He began singing in church as a child, and took up his various instruments as a teenager. He learned directly from a number of musicians who represented the authentic tradition, including the late Eugene Powell and Robert Lockwood, the stepson of the legendary Robert Johnson. He began to perform at festivals outside of Mississippi in the early 1970s, and subsequently made international tours to Europe and Australia. When not performing, he worked as a carpenter.
The first instrument he learned to play was neither guitar nor piano, but the diddley-bow, the home-made single-string instrument used in rural Mississippi by those without access to a more sophisticated medium. Pitchford played one as a child, but continued to make the diddley-bow part of his show.
In concert, he would not only play this most basic of blues instruments, but would assemble it on-stage from a plank, two nails, a length of wire, and a crushed snuff can (the wire was often simply nailed to the side of a house or barn in its original context). The instrument is directly connected to the African roots of the blues, and he played powerful, driving music on it, using a dime as a slide.

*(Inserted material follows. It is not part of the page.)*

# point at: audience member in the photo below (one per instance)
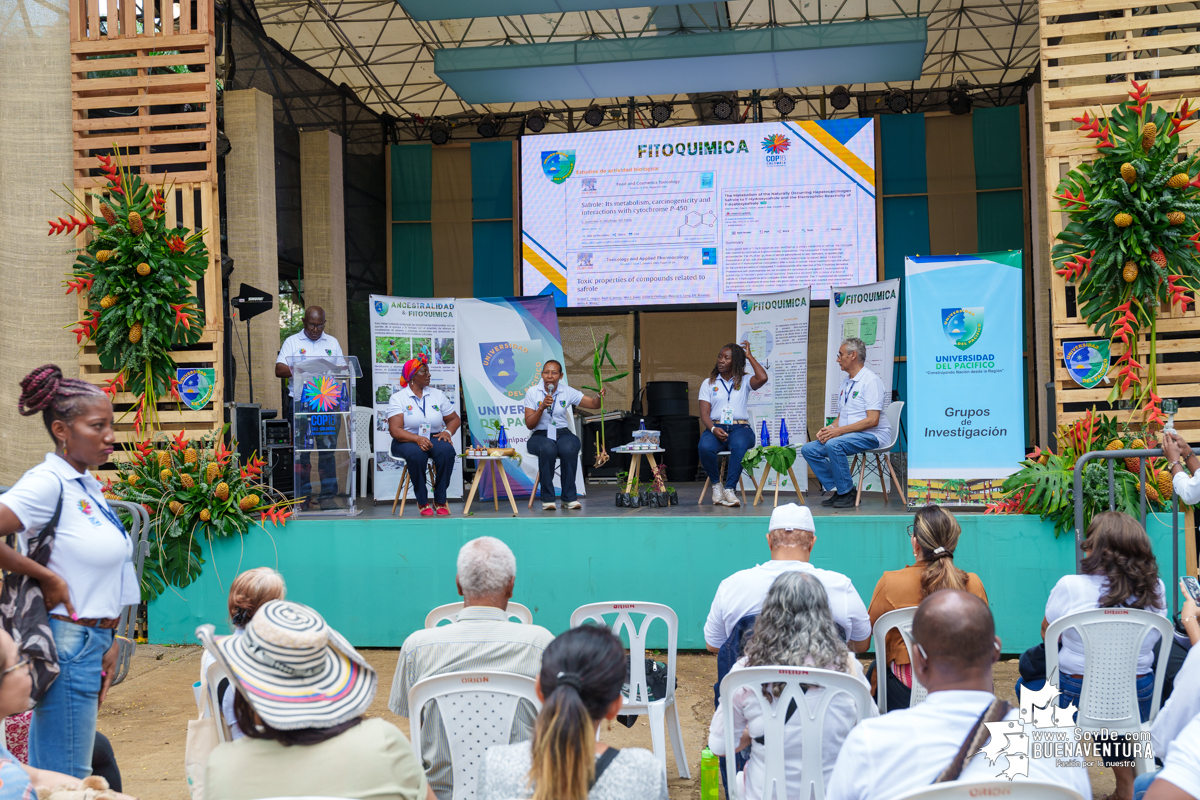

Pitchford took part in two documentary films, The Land Where the Blues Began in 1980, and Deep Blues in 1992, and was featured on the Columbia Records tribute to Robert Johnson, Roots of Rhythm and Blues, in 1992. He released his debut album, All Around Man, in 1994, and also recorded with the veteran bluesmen Eugene Powell and Big Jack Johnson as the New Africa String Band. He was working on an unfinished album at his death from complications of pneumonia (he was HIV positive) at his home.